Mesajı Okuyun
Old 02-07-2009, 16:38   #24
Engin Özoğul

 
Varsayılan

Bu güzel konuya katkıda bulunan herkese teşekkürler.

Konuyla ilgili bir şeyler yazmak isterim.

BİR... Yargıtay'ın kısa zaman aralığında verdiği birbirine zıt kararları anlamlandırmak güç. Ben de teknik hukuk bakımından işe başvurunun yeterli olmadığı, işçinin işe başlaması gerektiği görüşündeyim.

Ancak...

Pratik ihtiyaçlar nedeniyle...

İKİ... İş Kanunu'nda bu konuda açık bir hüküm bulunmadığından yapılacak yorumların işçi lehine olmasında fayda var.

ÜÇ... İşe iade davalarının süresi dikkate alınırsa hiçbir işçinin bu kadar uzun bir süre boyunca çalışmaksızın beklemesi mümkün değildir. O halde yargı kendi iş yükünün sonuçlarını işçiye yüklememelidir.

DÖRT... İş güvencesi kapsamında olmayan bir işçinin kötüniyet tazminatı alma hakkı varken iş güvencesi kapsamındaki bir işçinin haklılığı yargı kararıyla kesinleşmişken yaptığı masraflarla bir köşeye oturması hakkaniyete aykırıdır.

BEŞ... Eski kararların birinin karşı oy gerekçesinde hukuki argümanlarla karar eleştirilmişti. Oysa yeni karardaki tek hukuki dayanak "işçinin samimi olması"dır.

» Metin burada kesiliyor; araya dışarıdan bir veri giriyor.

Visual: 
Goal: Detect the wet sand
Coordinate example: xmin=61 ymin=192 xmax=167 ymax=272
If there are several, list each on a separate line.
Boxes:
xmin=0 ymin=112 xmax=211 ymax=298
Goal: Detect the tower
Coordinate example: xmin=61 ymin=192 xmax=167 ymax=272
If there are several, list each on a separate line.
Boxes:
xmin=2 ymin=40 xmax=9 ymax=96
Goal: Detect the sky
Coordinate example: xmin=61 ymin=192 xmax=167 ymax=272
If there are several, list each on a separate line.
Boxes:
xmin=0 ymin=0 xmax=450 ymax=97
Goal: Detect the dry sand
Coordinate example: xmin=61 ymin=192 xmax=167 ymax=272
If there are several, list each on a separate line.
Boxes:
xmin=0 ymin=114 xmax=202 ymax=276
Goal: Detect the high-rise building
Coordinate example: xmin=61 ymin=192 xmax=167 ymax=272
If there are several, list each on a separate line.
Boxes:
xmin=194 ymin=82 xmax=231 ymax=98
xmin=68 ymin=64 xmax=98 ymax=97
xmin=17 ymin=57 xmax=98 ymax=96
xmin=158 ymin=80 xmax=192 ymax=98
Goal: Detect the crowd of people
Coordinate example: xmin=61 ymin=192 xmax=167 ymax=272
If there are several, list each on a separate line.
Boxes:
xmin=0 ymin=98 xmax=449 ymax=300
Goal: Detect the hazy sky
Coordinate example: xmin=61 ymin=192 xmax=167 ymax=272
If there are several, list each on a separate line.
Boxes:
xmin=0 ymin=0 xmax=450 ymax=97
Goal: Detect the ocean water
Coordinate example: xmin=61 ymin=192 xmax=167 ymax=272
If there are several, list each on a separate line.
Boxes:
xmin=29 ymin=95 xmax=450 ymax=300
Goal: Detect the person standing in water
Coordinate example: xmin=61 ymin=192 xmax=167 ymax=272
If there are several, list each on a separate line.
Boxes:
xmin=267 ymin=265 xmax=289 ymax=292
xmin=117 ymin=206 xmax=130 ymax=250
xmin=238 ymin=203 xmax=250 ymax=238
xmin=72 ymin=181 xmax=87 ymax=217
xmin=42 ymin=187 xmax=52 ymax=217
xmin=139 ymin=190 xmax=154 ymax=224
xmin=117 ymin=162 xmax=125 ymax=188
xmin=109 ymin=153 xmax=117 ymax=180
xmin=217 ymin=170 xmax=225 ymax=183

ALTI... Yargıtay'ın iki kararı arasındaki dönemde yasal bir değişiklik yapılmadığına göre kararlar arasındaki fark, "yorum farkı"dır.

YEDİ... O halde "Yargıtay 9. HD, işçi lehine yorum yapmalıdır" da denebilir.


----


Yargıtay 9. HD'nin görüş değiştirmesinin birkaç nedeni olabilir:

EKONOMİK KRİZ... 2008 yılının son çeyreğinde hissedilmeye başlanan ekonomik kriz iş piyasalarını da olumsuz etkiledi. İşverenlerin mali yükünü azaltmak adına birçok düzenleme yapıldı, esneklik sağlandı. Bir yandan bunları yaparken bir yandan da işverene ekonomik yük getirecek yorumlardan kaçınmak istenmiş olabilir.

İŞ YÜKÜ... Sayın Adli Tip tarafından tespit edilen ve Şükrü Kızılot tarafından Sayın Adli Tip referans gösterilmek suretiyle kaleme alınan bir yazıda Yargıtay 9. HD'nin iş yükü gözler önüne serilmişti. Bunun büyük çoğunluğunu işe iade davalarının kapsadığı da belirtilmişti. Üç heyet halinde çalışan Yargıtay 9. HD, belki biraz nefes almak istemiştir. Yeni karar sonrasında çok kişi işe iade davası açmayı göze alamayacaktır.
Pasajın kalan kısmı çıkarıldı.